В коротком забытьи ничего не видел, но чувствовал, как шевелятся под черепом жуки-короеды, прогрызая извилины, как душит кто-то, навалившись на грудную клетку бизоньим весом. Очнулся от собачьего лая.
Похожая на крупного теленка, московская сторожевая припадала к земле, скалилась и рычала. Оказалось, что не на меня. Поблизости расположилось кошачье семейство. Мать преспокойно возлежала на травке, рыжий котенок путано бродил вокруг нее. Папаша, так мне по крайней мере подумалось, стоял на полпути между семьей и собакой. Особой тревоги он также не выявлял. Хвостом воинственно лупил себя по бокам, вприщур глядел на сторожевую.
Сердце окутал страх. Вздрогнув, я кое-как поднялся. Садюга-муравей жалил ногу, забираясь под брючину выше и выше, а я знал, что завтра опять настанут холода. Слишком уж спокойно взирали коты на собаку, слишком уж зло хрипела последняя. Муравей шел не в счет, хотя и его можно было приплюсовать к увиденному. В этом мозаичном мире все они занимали строго определенные места.
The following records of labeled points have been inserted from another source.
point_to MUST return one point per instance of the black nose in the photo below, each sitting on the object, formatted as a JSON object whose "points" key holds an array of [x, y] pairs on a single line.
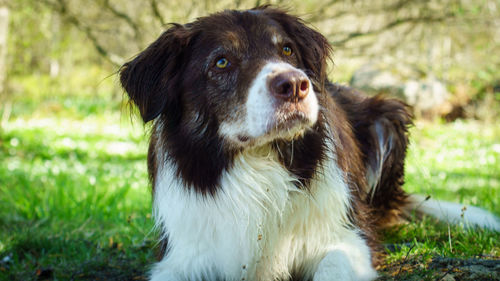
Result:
{"points": [[289, 86]]}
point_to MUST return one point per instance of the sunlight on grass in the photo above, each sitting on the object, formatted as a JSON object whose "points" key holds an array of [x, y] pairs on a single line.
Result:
{"points": [[74, 195]]}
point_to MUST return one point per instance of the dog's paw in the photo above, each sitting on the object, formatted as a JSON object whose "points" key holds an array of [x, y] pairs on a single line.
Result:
{"points": [[338, 266]]}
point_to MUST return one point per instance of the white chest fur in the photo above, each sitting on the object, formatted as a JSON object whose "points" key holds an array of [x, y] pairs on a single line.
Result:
{"points": [[259, 225]]}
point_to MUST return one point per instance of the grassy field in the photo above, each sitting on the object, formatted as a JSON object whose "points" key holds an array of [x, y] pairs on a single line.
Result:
{"points": [[75, 201]]}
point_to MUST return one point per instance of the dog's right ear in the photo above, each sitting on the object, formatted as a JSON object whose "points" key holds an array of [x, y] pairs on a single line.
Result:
{"points": [[150, 79]]}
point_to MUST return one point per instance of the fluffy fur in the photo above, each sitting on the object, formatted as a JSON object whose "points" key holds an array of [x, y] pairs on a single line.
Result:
{"points": [[262, 169]]}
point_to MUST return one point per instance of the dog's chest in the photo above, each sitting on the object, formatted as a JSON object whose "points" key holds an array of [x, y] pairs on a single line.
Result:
{"points": [[259, 225]]}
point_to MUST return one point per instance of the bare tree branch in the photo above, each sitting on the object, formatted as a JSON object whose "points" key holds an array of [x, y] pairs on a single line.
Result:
{"points": [[61, 7], [122, 16]]}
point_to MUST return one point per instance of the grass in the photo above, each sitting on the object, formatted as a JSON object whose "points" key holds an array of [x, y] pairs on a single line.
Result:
{"points": [[75, 202]]}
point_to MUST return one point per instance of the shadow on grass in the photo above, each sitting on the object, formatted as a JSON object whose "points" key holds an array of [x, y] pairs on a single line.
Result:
{"points": [[57, 258]]}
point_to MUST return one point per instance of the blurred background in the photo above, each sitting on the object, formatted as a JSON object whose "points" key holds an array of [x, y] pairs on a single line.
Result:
{"points": [[73, 182]]}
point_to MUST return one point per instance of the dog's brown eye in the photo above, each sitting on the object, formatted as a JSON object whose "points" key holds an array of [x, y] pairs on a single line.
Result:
{"points": [[222, 63], [287, 51]]}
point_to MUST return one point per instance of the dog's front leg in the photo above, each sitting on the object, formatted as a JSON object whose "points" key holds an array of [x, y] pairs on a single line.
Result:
{"points": [[349, 260]]}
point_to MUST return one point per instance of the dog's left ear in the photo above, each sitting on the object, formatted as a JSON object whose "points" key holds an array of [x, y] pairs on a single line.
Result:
{"points": [[313, 47]]}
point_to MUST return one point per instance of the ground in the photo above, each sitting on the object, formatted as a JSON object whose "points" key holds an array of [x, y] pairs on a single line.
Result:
{"points": [[75, 201]]}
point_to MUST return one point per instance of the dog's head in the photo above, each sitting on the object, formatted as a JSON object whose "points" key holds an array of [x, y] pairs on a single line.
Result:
{"points": [[252, 76]]}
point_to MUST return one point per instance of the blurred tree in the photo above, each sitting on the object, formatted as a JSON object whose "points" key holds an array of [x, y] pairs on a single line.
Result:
{"points": [[431, 35], [4, 23]]}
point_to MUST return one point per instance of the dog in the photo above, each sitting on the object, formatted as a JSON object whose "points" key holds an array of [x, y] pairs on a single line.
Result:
{"points": [[261, 168]]}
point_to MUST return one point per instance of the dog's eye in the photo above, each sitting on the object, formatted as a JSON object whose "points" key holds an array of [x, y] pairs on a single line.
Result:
{"points": [[222, 63], [287, 51]]}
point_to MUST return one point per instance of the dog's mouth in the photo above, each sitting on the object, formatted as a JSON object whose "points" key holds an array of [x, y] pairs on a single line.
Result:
{"points": [[290, 117], [289, 121]]}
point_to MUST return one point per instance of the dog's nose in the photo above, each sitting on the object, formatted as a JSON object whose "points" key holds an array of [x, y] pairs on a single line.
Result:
{"points": [[289, 86]]}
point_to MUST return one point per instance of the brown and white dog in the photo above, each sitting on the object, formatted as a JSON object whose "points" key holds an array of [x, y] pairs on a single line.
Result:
{"points": [[261, 168]]}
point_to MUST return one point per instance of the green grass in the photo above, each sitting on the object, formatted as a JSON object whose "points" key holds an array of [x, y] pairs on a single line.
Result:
{"points": [[75, 202]]}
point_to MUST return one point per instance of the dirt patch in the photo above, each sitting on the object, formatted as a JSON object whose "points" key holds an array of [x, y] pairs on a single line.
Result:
{"points": [[442, 268]]}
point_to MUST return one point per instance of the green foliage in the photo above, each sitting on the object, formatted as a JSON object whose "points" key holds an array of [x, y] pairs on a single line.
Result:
{"points": [[75, 201]]}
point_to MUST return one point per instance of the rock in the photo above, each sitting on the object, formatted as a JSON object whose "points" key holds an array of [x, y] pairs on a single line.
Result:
{"points": [[428, 96]]}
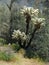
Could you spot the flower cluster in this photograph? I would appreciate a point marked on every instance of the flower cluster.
(19, 35)
(30, 10)
(37, 20)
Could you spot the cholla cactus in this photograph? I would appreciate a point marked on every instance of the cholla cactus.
(19, 35)
(29, 10)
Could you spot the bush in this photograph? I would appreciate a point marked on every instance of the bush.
(15, 47)
(5, 56)
(2, 41)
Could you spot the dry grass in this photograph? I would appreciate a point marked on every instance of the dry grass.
(20, 60)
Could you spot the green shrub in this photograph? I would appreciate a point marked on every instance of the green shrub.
(2, 41)
(6, 56)
(15, 47)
Псу не пристало сомневаться в правоте собственного лая, коту было плевать на этот лай. Для них все было естественным. Они не собирались сходить с ума. Я был скроен из таких же молекул, как и они, пил воду и дышал кислородом. Но при всем сходстве и подобии я представлял собой иное создание. И дело заключалось не в психастении. Я ощущал чужую дрожь, чужой страх. Ощущал даже в том случае, когда жертвы пребывали в полнейшем спокойствии. Посторонний вскрик вызывал у меня содрогание, обморок женщины на экране скрючивал пополам. И там, где других спасает равнодушие, меня спасало ненастье. Жмурясь и прикрываясь руками, я словно нажимал невидимые кнопки, напрягая тучи, магнитом притягивая к городу ураганные ветры, метель и град. Улицы начинали пузыриться от ливней, снег торопливо присыпал пугающие меня следы. Работники прогноза терялись, ничего подобного не мог припомнить ни один из живущих в городе старожилов.